Saturday, July 20, 2013

San Francisco City College: Lessons Learned?


At City College of San Francisco (CCSF), the unthinkable happened in July. It was issued a death sentence by the Accrediting Commission for Community and Junior Colleges; its accreditation will terminate on July 31, 2014. Despite the shock cast as a lightning strike out of the blue, CCSF has been on notice since 2006 that its academic and financial management mandated substantive reform. Despite the chronic nature of CCSF’s problems, only 2 of 14 concerns identified by the accrediting body following an evaluation in 2012 were addressed to the satisfaction of the accreditors.

Accreditation is the ventilator and feeding tube for private and public postsecondary institutions because it provides access to federal student loans, grants, and state and local tax dollars. Without accreditation—brain-dead or not—public financial nourishment terminates.

CCSF faculty, staff, and their unions blame dark political forces in the accrediting world and demonize its messengers. CCSF’s overarching survival tactic is to enroll as many students as possible in the tenuous belief that the accrediting association wouldn’t dare harm students in their efforts to compel CCSF to operate with even minimal levels of financial rectitude.

The accrediting commission is a straw man in this controversy. The real story is the report issued in September 2012 by the Fiscal Crisis and Management Assistance Team (FCMAT) endorsed by CCSF’s Board of Trustees to identify their academic management and fiscal problems and recommend the needed steps to solve them. Since the early 1990s, FCMAT has assisted some 850 K-14 California educational institutions. The team needed only five days in late July and early August 2012 at CCSF to generate a report that documented systemic management and fiscal dysfunction even at the most rudimentary levels.
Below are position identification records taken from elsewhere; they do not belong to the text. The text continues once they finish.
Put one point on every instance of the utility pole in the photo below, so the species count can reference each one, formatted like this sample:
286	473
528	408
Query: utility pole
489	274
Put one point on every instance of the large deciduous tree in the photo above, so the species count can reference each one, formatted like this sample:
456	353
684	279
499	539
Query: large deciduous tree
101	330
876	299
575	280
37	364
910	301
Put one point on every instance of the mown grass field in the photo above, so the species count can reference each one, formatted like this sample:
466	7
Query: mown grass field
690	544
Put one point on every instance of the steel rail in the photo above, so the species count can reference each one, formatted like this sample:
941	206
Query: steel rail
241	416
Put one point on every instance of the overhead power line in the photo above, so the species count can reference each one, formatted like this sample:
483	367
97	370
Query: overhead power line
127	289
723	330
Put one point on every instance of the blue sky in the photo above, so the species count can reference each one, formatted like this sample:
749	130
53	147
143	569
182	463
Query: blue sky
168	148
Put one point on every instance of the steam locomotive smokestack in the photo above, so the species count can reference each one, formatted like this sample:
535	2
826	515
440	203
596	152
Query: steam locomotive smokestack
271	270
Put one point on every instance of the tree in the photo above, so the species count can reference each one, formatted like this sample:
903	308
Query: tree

The scope of the review was pure fiscal vanilla: “Determine how CCSF projects and allocates its fiscal resources and determine if … budget assumptions and methods were reasonable.” This is hardly the stuff of a political vendetta as has been suggested by CCSF faculty leaders. Among the findings were the following:

·        In 2013-14, CCSF’s projected annual deficit is slightly over $13 million. In $2014-15, it will grow to over $16 million.

·        CCSF employs twice as many full-time faculty per 1000 full-time equivalent (FTE) students and incurs expenses $17-18 million higher than comparison districts.

·        CCSF’S retiree health benefit obligation indicates a present value debt of $235 million. The estimated annual cost is $6.9 million in 2011-2012, but increases to $13 million annually by 2020-21. CCSF only budgets $500,000 per year to cover this cost, and reserves no funds to cover this liability.

·        92 percent of CCSF’s budget funds employee salaries and benefits; the remaining 8 percent must cover utilities, supplies, insurance, maintenance agreements, and capital outlay.

·        CCSF has not implemented lay-offs, closed any sites, or eliminated any programs in the past five years, even with significant decreases in funding.

·        Regular faculty salaries increased 25 percent between 2005-2012. During the same period of time, the number of full-time equivalent students decreased, and revenues increased by only 10%.

Public educational institutions were created to serve the public, but at CCSF, the public is serving it with virtually no accountability. At its July meeting, the CCSF Board of Trustees appointed a “Special Trustee” to guide them in their efforts to prevent the loss of accreditation.

CCSF is not alone in taking the Californians who pay its salaries and wages for granted. In the rarified climes of the University of California System, an annual budget goal is to ensure that 20 percent of all students are from out-of-state. The U.C. system’s new chancellor allowed that it is only 18 percent at present, but that the 20 percent goal will be attained under his watch. This is the policy of a public higher education system whose charter is to serve Californians.

Faculty and staff at CCSF adorn themselves with their fidelity to their students. In the summer of 2012, rather than finding ways to trim operating costs, CCSF eliminated summer school. Fidelity so exemplified provides an unambiguous picture of where CCSF’s values truly rest.

John D. Murphy was a founder of the University of Phoenix and served as Senior Vice President for Institutional Affairs and Academic Vice President. He was a voting shareholder member of the board and executive committee member of its publicly-traded holding company, Apollo Group, Inc. Murphy also founded and directed a community mental health program while an adjunct professor at San Jose State University. In 2007, he wrote and produced the award-winning film Valley of the Hearts Delight, a dramatic retelling of the notorious San Jose Brooke Hart kidnapping and subsequent lynching of two men accused of that crime. His new book, "Mission Forsaken: The University of Phoenix Affair with Wall Street" was published in July 2013.